3. When the delete operation is to call,
the one and only smart pointer leaves
his scope of validity.
4. When the smart pointer leaves his
scope of validity, it may not be the base
for a copy operation anymore.
5. No copy constructor may be called
right before the delete operation.
-------------------------------------------------
The other remark in the text is that smart pointers
don't feature a synchronisation mechanism. IMO
they don't have to. There are other patterns which
cover this concern better.
Logged In: YES
user_id=749922
Originator: NO
Hi Folks,
I asked on comp.lang.c++.moderated if anybody had recommendations for how to fix this bug.
http://groups.google.com/group/comp.lang.c++.moderated/browse_thread/thread/93c6579e620a40fa/be06b51a7bccb6bb?hl=en#be06b51a7bccb6bb
I did not see any good recommendations. My conclusion is that no change to Loki's SmartPtr can fix this bug. There is no thread-safe way to write copy-constructor that works while the copied object's destructor is active in another thread. Even if we could modify the copy-ctor and dtor so they run okay in most situations, that won't fix the situation where the source object is completely destroyed in one thread before the copy-constructor even begins in another thread. Indeed, the fact that one object is trying to copy another while that other object is being destroyed indicates a higher-level design problem.

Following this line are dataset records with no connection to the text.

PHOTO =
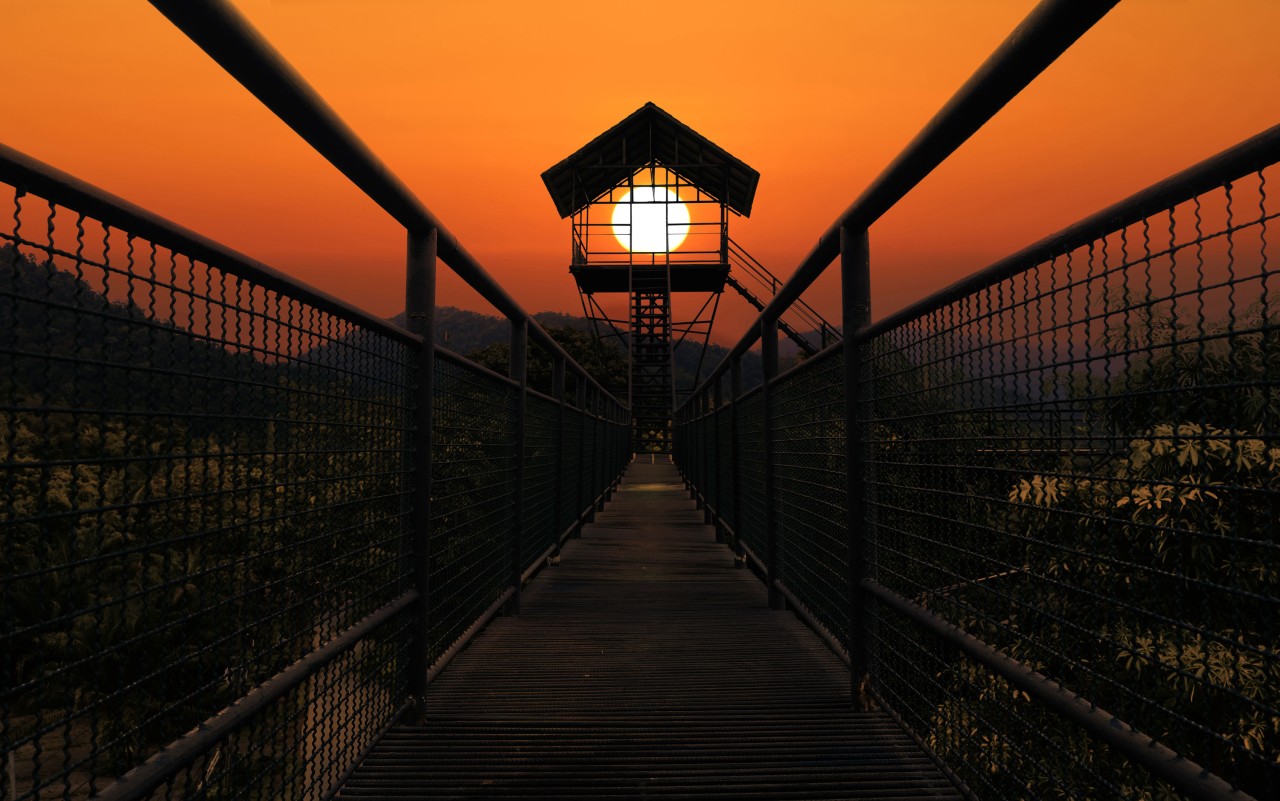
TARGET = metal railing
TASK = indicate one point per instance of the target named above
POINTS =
(1037, 512)
(243, 523)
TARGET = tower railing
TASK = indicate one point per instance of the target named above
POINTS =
(243, 522)
(1037, 511)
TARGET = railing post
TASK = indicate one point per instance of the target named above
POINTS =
(583, 470)
(709, 465)
(520, 374)
(558, 498)
(855, 315)
(420, 319)
(769, 361)
(735, 393)
(597, 448)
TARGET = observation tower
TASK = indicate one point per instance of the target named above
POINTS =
(650, 200)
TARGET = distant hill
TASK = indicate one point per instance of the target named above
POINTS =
(465, 332)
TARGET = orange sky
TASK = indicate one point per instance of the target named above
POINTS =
(470, 101)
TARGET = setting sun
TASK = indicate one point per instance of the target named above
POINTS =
(650, 220)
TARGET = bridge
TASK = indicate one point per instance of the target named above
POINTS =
(1014, 541)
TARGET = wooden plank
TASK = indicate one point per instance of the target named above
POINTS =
(645, 666)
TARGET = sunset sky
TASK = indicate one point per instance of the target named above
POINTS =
(470, 101)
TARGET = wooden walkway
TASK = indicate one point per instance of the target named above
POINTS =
(645, 666)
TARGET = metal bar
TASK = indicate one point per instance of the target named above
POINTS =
(520, 374)
(54, 184)
(146, 778)
(1027, 51)
(1185, 776)
(583, 449)
(1248, 156)
(769, 358)
(420, 317)
(855, 291)
(227, 37)
(735, 383)
(558, 392)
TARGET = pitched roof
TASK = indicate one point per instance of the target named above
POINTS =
(650, 136)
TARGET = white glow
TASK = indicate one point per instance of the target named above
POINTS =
(650, 220)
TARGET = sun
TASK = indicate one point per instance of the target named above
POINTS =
(650, 220)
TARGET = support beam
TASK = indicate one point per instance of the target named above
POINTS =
(520, 374)
(420, 319)
(855, 315)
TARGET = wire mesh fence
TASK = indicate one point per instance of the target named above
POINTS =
(1077, 465)
(1080, 465)
(809, 485)
(205, 480)
(472, 477)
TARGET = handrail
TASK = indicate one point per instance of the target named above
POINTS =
(1036, 42)
(1252, 154)
(53, 184)
(227, 37)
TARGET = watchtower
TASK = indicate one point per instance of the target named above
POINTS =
(650, 201)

I reluctantly recommend we close this bug as "Won't Fix". We can document this issue with a note in the SmartPtr header file.
Cheers,
Rich
I might be able to fix this bug by using GCC's atomic operation functions - or with InterlockedIncrement and InterlockedDecrement on Visual-Studio.
Reopening bug and assigning to myself for further study.